“Soft despotism is a term coined by Alexis de Tocqueville describing the state into which a country overrun by "a network of small complicated rules" might degrade. Soft despotism is different from despotism (also called 'hard despotism') in the sense that it is not obvious to the people."
Wednesday, September 20, 2006
Another in the "Islam is the Problem" series.
Karzai says in this article that troops alone cannot end terror in Afghanistan. Probably not, and he suggests the problem is in Pakistan. I think based on this picture there may even be a larger problem.
Troops in Afghanistan can't end terror - Karzai
By David Ljunggren and Michelle Nichols
NEW YORK (Reuters) - Foreign troops in Afghanistan will not be able to end attacks by Taliban militants unless "terrorist sanctuaries" outside the country are destroyed, President Hamid Karzai said on Wednesday, in a clear reference to Pakistan.
NATO troops are battling to quell the heaviest bout of violence in Afghanistan since 2001 when U.S.-led forces overthrew the Islamic-fundamentalist Taliban, which had been sheltering Osama bin-Laden and his al Qaeda organization.
Karzai told the U.N. General Assembly that outsiders, whom he did not identify, were behind the new upsurge of violence.
"Military action in Afghanistan alone, therefore, will not deliver our shared goal of eliminating terrorism," he told the U.N. General Assembly. There are around 41,000 foreign troops in Afghanistan.
U.S. Army Gen. John Abizaid, the commander overseeing American operations in Afghanistan, on Tuesday expressed concern about Taliban military activity being organized and supported from inside Pakistan.
Pro-Taliban militants and the Pakistani government reached a deal on Sept. 5 under which the militants agreed to stop attacks in the country and in Afghanistan in return for a halt in government's operations in the region.
Critics say Pakistan's government has virtually caved in to the militants' demands and the strategy risked creating a safe haven for Taliban insurgents and their al Qaeda allies.
But Pakistani President Pervez Musharraf, speaking in New York, said the deal was with tribal elders rather than militants and represented "the best strategy we have employed" against the Taliban.
Rebels can freely cross the mountainous frontier between the two countries. Some Afghan leaders have accused Islamabad of failing to do enough to stop infiltration, or even of continuing to support its former protege, the Taliban.
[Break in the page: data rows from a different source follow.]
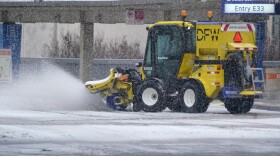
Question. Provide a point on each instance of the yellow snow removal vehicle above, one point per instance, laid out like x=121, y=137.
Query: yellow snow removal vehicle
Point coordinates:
x=186, y=66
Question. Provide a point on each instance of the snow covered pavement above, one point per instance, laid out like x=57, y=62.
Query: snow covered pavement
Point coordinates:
x=25, y=132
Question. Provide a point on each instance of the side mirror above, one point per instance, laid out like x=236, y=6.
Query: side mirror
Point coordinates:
x=138, y=64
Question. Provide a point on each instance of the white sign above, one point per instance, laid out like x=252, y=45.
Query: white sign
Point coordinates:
x=135, y=17
x=5, y=65
x=250, y=8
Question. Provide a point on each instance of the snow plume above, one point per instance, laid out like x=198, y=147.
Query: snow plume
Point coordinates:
x=49, y=89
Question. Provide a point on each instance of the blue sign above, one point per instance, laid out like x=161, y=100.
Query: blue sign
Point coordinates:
x=248, y=7
x=10, y=38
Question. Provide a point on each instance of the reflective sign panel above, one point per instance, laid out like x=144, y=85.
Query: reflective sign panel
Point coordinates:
x=250, y=8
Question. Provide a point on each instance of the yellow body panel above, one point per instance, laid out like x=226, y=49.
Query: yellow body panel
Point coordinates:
x=111, y=85
x=250, y=93
x=211, y=78
x=186, y=66
x=212, y=41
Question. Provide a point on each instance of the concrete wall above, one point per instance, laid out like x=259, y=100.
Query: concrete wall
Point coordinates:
x=101, y=68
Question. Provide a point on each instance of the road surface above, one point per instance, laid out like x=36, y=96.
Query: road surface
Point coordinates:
x=25, y=132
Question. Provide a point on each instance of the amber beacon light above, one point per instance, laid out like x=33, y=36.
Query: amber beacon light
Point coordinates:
x=210, y=15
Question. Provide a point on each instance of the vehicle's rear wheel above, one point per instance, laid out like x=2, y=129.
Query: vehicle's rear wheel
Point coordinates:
x=150, y=96
x=192, y=98
x=174, y=106
x=239, y=105
x=111, y=103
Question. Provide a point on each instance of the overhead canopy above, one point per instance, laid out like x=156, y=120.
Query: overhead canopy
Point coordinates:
x=241, y=46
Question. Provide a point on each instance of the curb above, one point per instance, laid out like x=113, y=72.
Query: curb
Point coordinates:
x=262, y=106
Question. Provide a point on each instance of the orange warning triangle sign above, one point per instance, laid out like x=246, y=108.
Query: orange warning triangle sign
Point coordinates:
x=237, y=38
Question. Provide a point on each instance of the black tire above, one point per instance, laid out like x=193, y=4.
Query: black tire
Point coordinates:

In his speech, Karzai said: "We must look beyond Afghanistan to the sources of terrorism. We must destroy terrorist sanctuaries beyond Afghanistan, dismantle the elaborate networks in the region that recruit, indoctrinate, train, finance, arm and deploy terrorists."
U.S. President George W. Bush will host a joint meeting in Washington next week with Karzai and Musharraf.
Musharraf told the Clinton Global Initiative summit: "Military action against al Qaeda or militant Taliban continues and Pakistan has not withdrawn a single soldier."
He also said there was a misperception that Pakistan was a base for terrorism.
"Yes indeed there are people who are abetting, supporting the terrorists in the tribal agencies of Pakistan. As I said, al Qaeda had its base there with more bias in Pakistan, less in Afghanistan," he said.
"But Taliban, the command echelon, the control of (leader) Mullah Omar is in the southern provinces of Afghanistan."